What Business Debt Consolidation Does
Consolidation replaces multiple outstanding debts with a single new facility. The consolidation lender pays off all existing creditors, and the business then repays the new facility on agreed terms. Benefits typically include: a lower total monthly payment (by extending the term); a simpler creditor structure; potentially lower rates (by replacing high-rate short-term debt with longer-term facility); and improved cash flow visibility.
Debts That Can Be Consolidated
Most forms of business debt can be consolidated: unsecured business loans; merchant cash advances; revolving credit facilities; HMRC tax liabilities; trade creditor arrears; director's loan account balances; outstanding asset finance agreements; and overdraft debt. Secured debt (property mortgages) is typically handled separately through refinance rather than consolidation.
Consolidation Finance Options
Unsecured Business Consolidation Loan
For businesses with a clean or near-clean credit profile, an unsecured consolidation loan up to £500,000 can clear multiple smaller debts and replace them with a single structured repayment. Terms up to 5 years.
Property-Backed Consolidation
Where the business or its directors own property, a secured consolidation loan unlocks significantly lower rates and higher amounts. Facilities from £100,000 to £5m+ are available with terms up to 25 years for fully secured debt.

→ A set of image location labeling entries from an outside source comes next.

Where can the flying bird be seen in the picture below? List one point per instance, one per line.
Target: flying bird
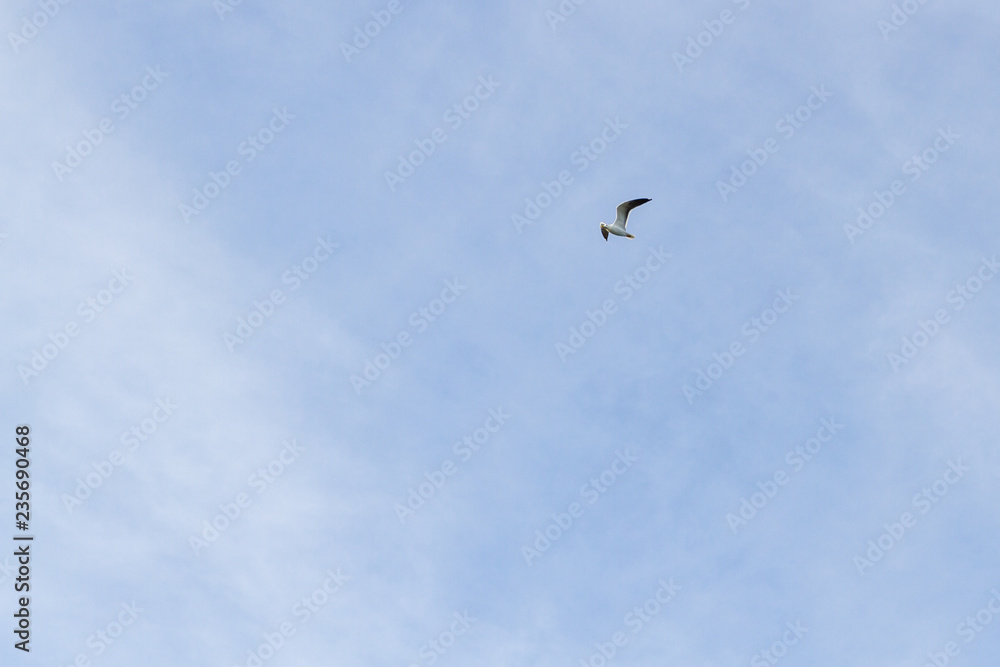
(618, 228)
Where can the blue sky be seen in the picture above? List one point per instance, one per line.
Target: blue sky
(288, 410)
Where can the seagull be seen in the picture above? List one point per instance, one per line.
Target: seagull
(618, 229)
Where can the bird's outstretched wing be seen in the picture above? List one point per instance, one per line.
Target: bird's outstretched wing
(623, 210)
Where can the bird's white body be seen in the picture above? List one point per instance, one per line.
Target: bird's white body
(621, 219)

Second Charge Business Loan
Where property is already mortgaged, a second charge facility allows consolidation without disturbing the existing first charge mortgage. Typically at a higher rate than the first charge but significantly lower than the short-term debt being replaced.

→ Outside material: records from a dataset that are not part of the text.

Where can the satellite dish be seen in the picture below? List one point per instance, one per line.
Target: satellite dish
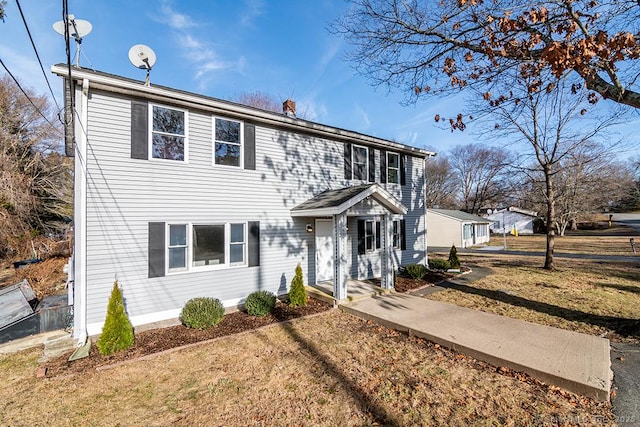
(142, 57)
(76, 28)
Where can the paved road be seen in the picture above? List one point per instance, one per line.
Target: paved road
(500, 250)
(630, 220)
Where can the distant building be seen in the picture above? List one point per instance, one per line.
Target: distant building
(508, 219)
(446, 227)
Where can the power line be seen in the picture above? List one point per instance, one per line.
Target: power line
(27, 95)
(38, 56)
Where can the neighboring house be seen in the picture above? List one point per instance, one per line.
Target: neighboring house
(179, 195)
(505, 220)
(447, 227)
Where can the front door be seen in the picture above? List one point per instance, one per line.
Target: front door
(324, 250)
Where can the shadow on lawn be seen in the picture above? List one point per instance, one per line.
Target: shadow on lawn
(365, 402)
(629, 328)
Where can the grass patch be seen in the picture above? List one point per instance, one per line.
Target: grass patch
(609, 241)
(332, 369)
(593, 297)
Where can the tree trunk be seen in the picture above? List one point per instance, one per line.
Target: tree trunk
(551, 218)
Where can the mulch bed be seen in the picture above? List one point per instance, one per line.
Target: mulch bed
(158, 340)
(408, 284)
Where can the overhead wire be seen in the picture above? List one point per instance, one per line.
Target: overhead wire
(27, 95)
(26, 26)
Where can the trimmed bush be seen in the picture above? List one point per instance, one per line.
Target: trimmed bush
(415, 271)
(297, 293)
(454, 261)
(117, 332)
(202, 313)
(260, 303)
(439, 264)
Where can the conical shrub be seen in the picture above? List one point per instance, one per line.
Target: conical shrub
(117, 332)
(454, 261)
(297, 293)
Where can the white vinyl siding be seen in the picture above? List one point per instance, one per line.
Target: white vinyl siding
(360, 162)
(290, 168)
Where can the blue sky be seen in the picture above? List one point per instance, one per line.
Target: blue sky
(225, 48)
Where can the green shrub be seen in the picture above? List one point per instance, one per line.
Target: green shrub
(297, 292)
(260, 303)
(202, 313)
(117, 332)
(415, 271)
(454, 261)
(439, 264)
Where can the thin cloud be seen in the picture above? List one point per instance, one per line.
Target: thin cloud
(173, 19)
(252, 9)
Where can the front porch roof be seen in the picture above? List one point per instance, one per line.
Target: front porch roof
(334, 202)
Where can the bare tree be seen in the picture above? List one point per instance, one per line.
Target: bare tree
(265, 101)
(551, 124)
(36, 182)
(431, 47)
(260, 100)
(588, 185)
(480, 174)
(441, 188)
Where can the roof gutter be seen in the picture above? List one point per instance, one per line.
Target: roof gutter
(179, 98)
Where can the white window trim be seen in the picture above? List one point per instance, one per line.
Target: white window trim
(399, 234)
(213, 143)
(151, 132)
(373, 235)
(227, 242)
(353, 162)
(389, 168)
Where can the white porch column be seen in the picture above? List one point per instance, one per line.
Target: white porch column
(340, 256)
(387, 259)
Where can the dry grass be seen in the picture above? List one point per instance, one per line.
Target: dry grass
(593, 297)
(332, 369)
(608, 241)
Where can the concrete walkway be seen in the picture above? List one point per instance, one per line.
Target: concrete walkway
(577, 362)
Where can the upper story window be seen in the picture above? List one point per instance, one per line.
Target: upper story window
(168, 133)
(360, 162)
(228, 142)
(393, 168)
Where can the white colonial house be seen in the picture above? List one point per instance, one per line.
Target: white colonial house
(179, 195)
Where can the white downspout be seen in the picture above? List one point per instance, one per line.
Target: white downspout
(80, 215)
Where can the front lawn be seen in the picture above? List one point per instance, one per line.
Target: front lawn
(594, 297)
(331, 369)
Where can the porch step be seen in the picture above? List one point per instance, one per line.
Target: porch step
(322, 296)
(356, 291)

Is Consolidation Right for Your Business?
Consolidation makes sense when: the total monthly payment on existing debts is straining cash flow; the administrative burden of multiple lender relationships is consuming management time; interest rates on existing debt are materially above current market rates; or an existing facility is due for renewal at unfavourable terms. It does not make sense if it merely extends the repayment period on high-rate debt without reducing the rate - always compare total cost of borrowing, not just monthly payment.